Lembram-se acaso do PT, de seus nobres causas e propostas quando na oposição? Se nem todas foram acertadas – ressaltam neste capítulo a negação da assinatura da Constituição de cinco de outubro de 1988 e a histérica campanha contra o Plano Real – haveria então partido político mais aguerrido e mais ético ? Podia-se, decerto, discordar do Partido dos Trabalhadores, mas seus militantes se empenhavam no bom combate, seja, v.g., contra os trezentos picaretas no Congresso, seja contra os malefícios do coronel José Sarney no seu vice-reinado do Maranhão.
Quando Luiz Inácio Lula da Silva ascendeu ao mando, com a sua campanha de paz e amor, se em termos econômico-financeiros teve o bom senso de desdizer os intuitos pregressos e adequar-se às conquistas da administração anterior – e crédito seja dado não só ao líder histórico, mas também aos gestores Antonio Palocci e Henrique Meirelles – os anos posteriores mostrariam que o poder seria pernicioso para o P.T.
Quem acaso esqueceu a imagem da aceitação displicente de propina de três mil reais por Maurício Marinho, dirigente da ECT (Correios) e militante do PTB ? Emblemática da corrupção invasiva, a exposição logo se transmutaria na crise do mensalão, que abalou as estruturas do poder petista, e que demandou o sacrifício propiciatório do Chefe da Casa Civil, José Dirceu, que teve não só de renunciar ao seu “governo”, mas não tardaria em ser cassado por uma Câmara assustada ?
A pergunta que hoje acossa a muito militante sincero do P.T.: por que se evaporou tão rápido o caráter ético do Partido ? Não há negar que ainda nele existam aqueles que vêem com nostalgia o comportamento anterior, mas tampouco alguém se atreveria a dizer que tudo continua como dantes, nos bons tempos de oposição de princípio ?
Por onde anda a chamada faxina ética?
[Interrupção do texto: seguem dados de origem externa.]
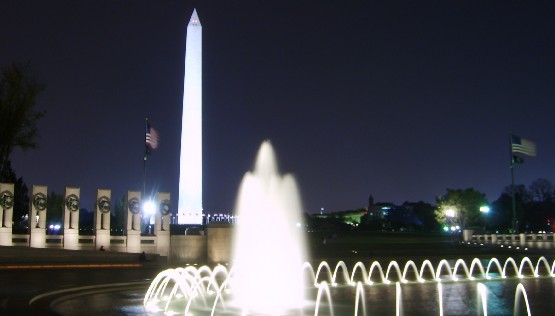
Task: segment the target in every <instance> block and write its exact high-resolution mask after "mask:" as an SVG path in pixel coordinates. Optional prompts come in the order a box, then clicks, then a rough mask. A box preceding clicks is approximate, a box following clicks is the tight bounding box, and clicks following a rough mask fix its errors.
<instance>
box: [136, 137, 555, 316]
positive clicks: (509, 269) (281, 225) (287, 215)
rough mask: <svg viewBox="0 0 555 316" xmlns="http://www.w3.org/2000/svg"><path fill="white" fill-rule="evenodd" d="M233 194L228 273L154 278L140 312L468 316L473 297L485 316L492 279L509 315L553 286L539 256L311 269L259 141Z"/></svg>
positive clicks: (290, 206) (276, 180)
mask: <svg viewBox="0 0 555 316" xmlns="http://www.w3.org/2000/svg"><path fill="white" fill-rule="evenodd" d="M239 192H240V193H239V196H238V202H237V206H236V212H237V215H238V216H239V222H238V224H237V227H236V229H235V235H234V249H233V254H234V255H233V262H232V268H231V269H228V268H227V267H225V266H222V265H219V266H216V267H214V268H210V267H208V266H202V267H193V266H189V267H186V268H177V269H168V270H166V271H163V272H161V273H160V274H159V275H158V276H156V278H155V279H154V280H153V282H152V283H151V285H150V287H149V289H148V291H147V293H146V295H145V297H144V306H145V309H146V310H147V311H149V312H151V313H153V314H158V313H161V312H163V313H165V314H170V315H171V314H181V315H349V314H351V315H370V314H380V313H387V314H392V313H393V312H394V313H395V314H396V315H401V314H403V302H407V298H409V299H410V300H411V302H412V303H411V304H412V305H413V306H411V307H412V309H413V311H412V313H417V314H421V313H422V312H424V313H426V314H429V313H432V314H439V315H443V314H444V313H446V314H460V313H462V312H464V313H467V312H468V311H469V307H468V306H466V305H465V306H463V305H460V304H461V303H460V302H462V301H469V300H470V301H471V299H469V297H477V298H476V299H475V301H476V303H475V304H474V307H470V308H474V309H475V310H476V311H477V313H480V312H481V313H483V314H484V315H485V314H487V311H488V299H487V297H488V293H489V292H494V291H495V288H494V287H495V286H497V285H496V284H499V283H494V282H496V281H498V282H507V281H506V280H509V281H510V282H509V283H503V285H502V287H503V288H505V287H510V286H512V287H513V288H515V291H516V292H514V293H515V294H514V295H512V292H511V293H509V294H507V293H504V294H502V295H500V294H495V295H496V296H497V299H498V300H499V301H503V302H505V301H510V303H512V302H514V308H513V310H514V311H515V314H516V313H517V311H518V310H521V309H524V308H525V310H524V313H525V314H527V315H530V314H531V311H530V306H529V301H528V296H527V292H526V287H525V286H524V285H523V283H526V281H527V280H529V279H533V280H540V281H541V280H544V281H545V280H547V281H546V282H547V284H548V285H550V286H551V287H552V288H553V287H555V281H554V280H555V279H554V278H555V262H553V263H551V264H550V263H549V262H548V260H547V259H546V258H544V257H541V258H539V259H538V260H537V261H536V262H533V261H532V260H531V259H529V258H527V257H526V258H524V259H522V260H521V261H520V262H517V261H515V260H514V259H512V258H509V259H507V260H505V261H504V262H503V264H502V263H501V261H500V260H498V259H496V258H491V259H489V260H487V261H483V260H480V259H478V258H475V259H473V260H472V261H471V262H470V263H467V262H466V261H464V260H462V259H458V260H455V261H452V260H451V261H450V260H445V259H443V260H440V261H439V263H436V264H434V263H432V262H431V261H430V260H424V261H423V262H422V263H421V264H420V266H418V265H417V264H416V263H415V262H414V261H412V260H409V261H407V262H406V263H404V265H403V264H399V263H398V262H396V261H391V262H389V264H387V265H385V264H382V263H380V262H378V261H372V262H370V263H369V265H366V264H365V263H364V262H362V261H359V262H356V263H355V264H354V265H353V266H352V267H348V266H347V264H346V263H345V262H343V261H340V262H338V263H337V264H336V265H335V266H333V268H332V265H330V264H329V263H327V262H325V261H324V262H321V263H319V264H318V265H317V266H316V267H315V266H313V265H312V264H310V263H309V262H307V261H305V260H306V259H307V258H305V241H304V237H303V227H304V225H303V222H302V213H301V207H300V199H299V195H298V192H297V188H296V184H295V181H294V179H293V178H292V177H291V176H290V175H285V176H280V175H279V174H278V172H277V164H276V159H275V154H274V152H273V149H272V146H271V145H270V143H269V142H264V143H263V144H262V146H261V148H260V151H259V153H258V156H257V159H256V164H255V168H254V170H253V172H249V173H247V174H246V175H245V177H244V179H243V182H242V184H241V187H240V190H239ZM303 262H304V263H303ZM469 284H470V286H468V285H469ZM473 284H476V285H475V286H474V285H473ZM485 284H487V285H488V286H486V285H485ZM392 286H393V287H392ZM415 287H416V288H417V290H416V291H414V289H415ZM453 289H455V290H453ZM461 289H464V291H466V292H465V293H468V294H465V295H466V297H465V298H466V299H465V300H461V299H460V297H459V298H455V301H454V300H453V298H452V295H451V293H452V292H457V293H460V291H461ZM503 292H506V291H503ZM384 293H386V294H384ZM423 293H428V294H423ZM425 295H427V296H426V298H423V296H425ZM411 297H412V298H411ZM392 299H394V301H391V300H392ZM388 300H389V301H388ZM421 301H423V302H426V301H430V303H432V304H427V305H426V306H425V307H423V308H424V309H423V310H422V308H421V307H419V306H417V305H418V304H419V302H421ZM376 302H377V303H376ZM521 302H524V303H523V304H521ZM497 303H498V302H497ZM457 304H459V305H457ZM503 304H504V305H507V304H508V303H503ZM503 304H501V305H503ZM370 305H372V306H370ZM490 305H491V304H490ZM497 305H499V303H498V304H497ZM419 308H420V309H419ZM495 308H496V309H497V311H499V310H502V313H507V311H508V310H510V308H509V307H507V306H501V307H499V306H497V307H495ZM447 309H448V311H446V310H447ZM414 310H417V312H415V311H414Z"/></svg>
Malgrado D. Dilma com ela lidasse de forma ambígua, enjeitando-lhe o propósito moralizante, mas aceitando os pontos nas pesquisas, a estranha dissociação se confirmaria quando da manutenção do mui amigo Ministro Fernando Pimentel.
A postura ainda ficou mais clara com o esvaziamento da Comissão Ética da Presidência da República, que forçou a renúncia do Ministro Sepúlveda Pertence.
Não há combate à corrupção pela metade. Os diversos escândalos que no Executivo e no Legislativo lhe tem assinalado uma inquietante ubiquidade têm funcionado quase sempre como se a exposição do malfeito – e o eventual afastamento do cargo – constituísse o processo completo.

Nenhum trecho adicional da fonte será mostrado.